Your question is an excellent one, though I am late to the party by 10 years, maybe you have a chance to read it.
Let's first look at classical mechanics. It was widely successful because it made predictions, and those predictions turned out to be true. I include Einstein into the classical side, as I view it as an extension.
Have a look at the moon landings. This was based on classical mechanics, and it predicted the future by almost a week. “Landing a man on the moon and returning him safely to earth”.
This is impressive, no doubt, and alongside a plethora of other impressive things, classical mechanics did establish the reputation of physics.
To put this short: The models make predictions and the observations match.
But then, when scales got smaller, suddenly the predictions failed. The Stern-Gerlach experiment is one, the double-slit experiment another, there were more. The observations were simply consistently different from the predictions.
Now you have a situation where you have a starting state and observations leading to an end state. You can do mathematical calculations on the system that leads from one state to another. Physicists did exactly this, and this leads to superposition (as part of the whole system) as the only possibility that we currently know that makes reliable predictions.
These predictions are just as powerful as the classical mechanics in their realm. Numerous technical inventions have been made from it, including (the list is not exhaustive) the tunnel diode, the laser, and the CD.
But it is a mathematical model that transforms one state over time into another, and that fits the observations. As for now, superposition does the job, so nobody bothers to seek alternatives. But you can not fully exclude a mathematical model that does the same job but does not need superposition.

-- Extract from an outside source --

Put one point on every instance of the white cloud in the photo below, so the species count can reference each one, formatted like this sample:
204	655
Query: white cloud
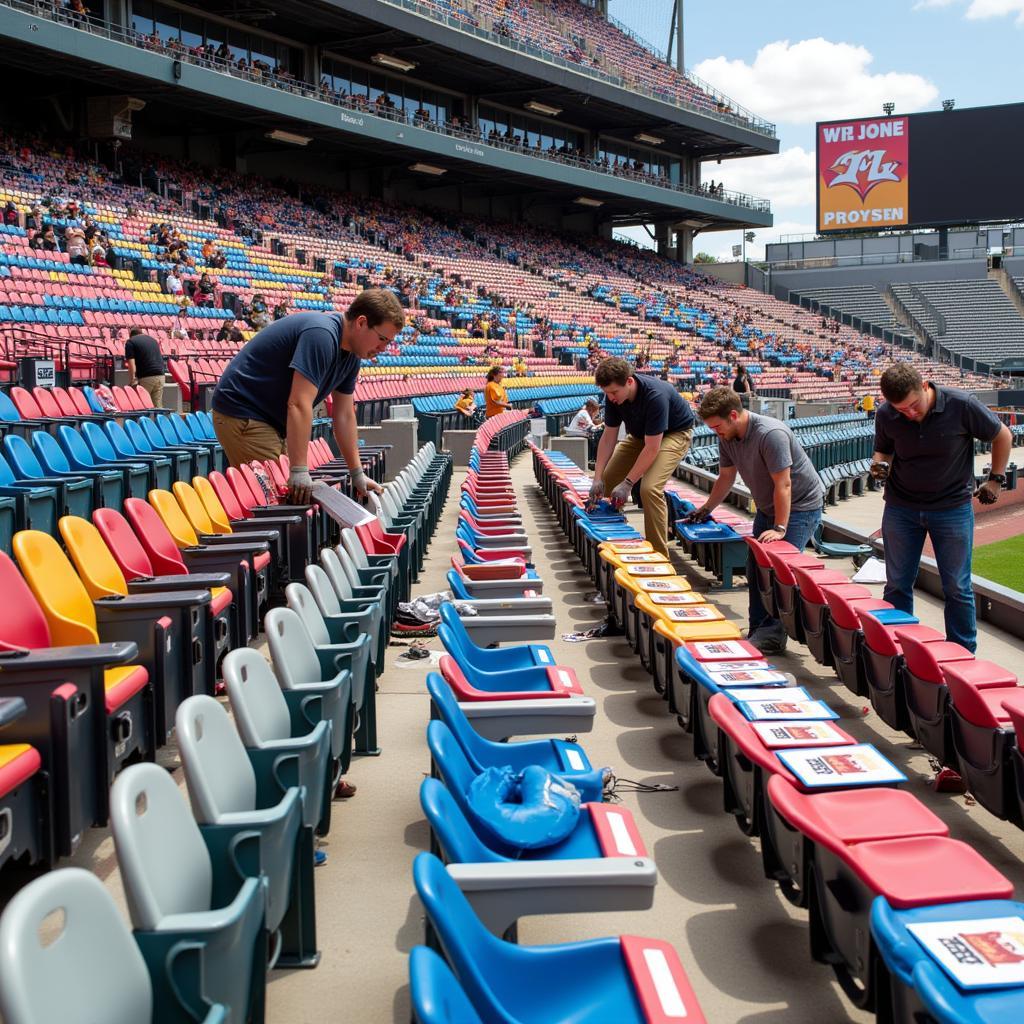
982	9
818	80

However, there is one point that will never go away: It is the difference to the predictions of classical mechanics that triggered the search for other models at small scales. In other words, there is no quantum mechanical model without a valid classical model. For example, if you make calculations on flying to Alpha Centauri in 2 seconds (which you can easily do, paper doesn't blush) and then observe that there is a difference to the prediction. This will not allow you to conclude flying to Alpha Centauri above the speed of light must be a quantum mechanical effect.